A questo punto il processo però si blocca perché avviene qualcosa che fa capire che bisogna tomare indietro: mentre mi avvicinavo al tempio avevo la certezza di essere sul punto di entrare in una stanza illuminata e di incontrarvi tutte quelle persone alle quali in realtà appartengo. Là finalmente avrei capito, anche questo era certezza, da quale nesso storico dipendessero il mio io e la mia vita e avrei conosciuto ciò che era stato prima di me, il perché della mia venuta al mondo e verso cosa dovesse continuare a fluire la mia vita... 

Mentre così meditavo, accadde qualcosa che richiamò la mia attenzione. Dal basso, dalla direzione dell'Europa, fluiva verso l'alto un'immagine: era il mio medico... Quando questa immagine mi fu dinanzi, ebbe luogo tra noi un muto scambio di pensieri. Il mio medico era stato delegato dalla terra a consegnarmi un messaggio, a dirmi che c'era una protesta contro la mia decisione di andarmene. Non avevo il diritto di lasciare la terra, dovevo ritornare. Non appena ebbi sentito queste parole, la visione finì... 

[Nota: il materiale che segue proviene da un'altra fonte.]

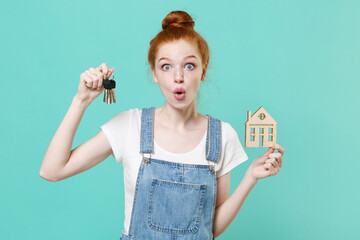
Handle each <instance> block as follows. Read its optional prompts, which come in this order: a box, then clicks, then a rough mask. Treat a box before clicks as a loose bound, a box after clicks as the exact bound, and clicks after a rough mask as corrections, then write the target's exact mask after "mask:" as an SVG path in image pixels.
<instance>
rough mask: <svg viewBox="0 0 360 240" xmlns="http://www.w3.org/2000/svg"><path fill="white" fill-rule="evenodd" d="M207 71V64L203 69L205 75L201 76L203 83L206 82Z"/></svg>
mask: <svg viewBox="0 0 360 240" xmlns="http://www.w3.org/2000/svg"><path fill="white" fill-rule="evenodd" d="M206 70H207V64H206V65H205V66H204V68H203V73H202V75H201V81H204V80H205V77H206Z"/></svg>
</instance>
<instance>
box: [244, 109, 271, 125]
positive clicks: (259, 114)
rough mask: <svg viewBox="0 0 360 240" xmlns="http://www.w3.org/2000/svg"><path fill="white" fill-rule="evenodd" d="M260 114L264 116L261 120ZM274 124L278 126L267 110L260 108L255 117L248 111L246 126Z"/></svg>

...Sebbene in seguito io abbia ritrovato la mia fede in questo mondo, pure da allora in poi non mi sono mai liberato completamente dall'impressione che questa vita sia solo un frammento dell'esistenza, che si svolge in un universo tridimensionale, disposto a tale scopo... 

...Posso descrivere la mia esperienza solo come la beatitudine di una condizione non temporale nella quale presente, passato e futuro siano una cosa sola. E' come se la realtà terrena sia come una sorta di prigione, fatta per scopi ignoti, come se ci sia un potere ipnotico che costringe a credere che essa sia la realtà.

Bisogna però dare un sì all'esistenza, un sì incondizionato a ciò che essa è, senza pretese soggettive. L'accettazione delle condizioni dell'esistenza così come la vedo e la intendo. L'accettazione della mia esistenza, proprio come essa è... Nel bene e nel male, quindi, nella gioia e nel dolore, e si tratta di un insegnamento profondo".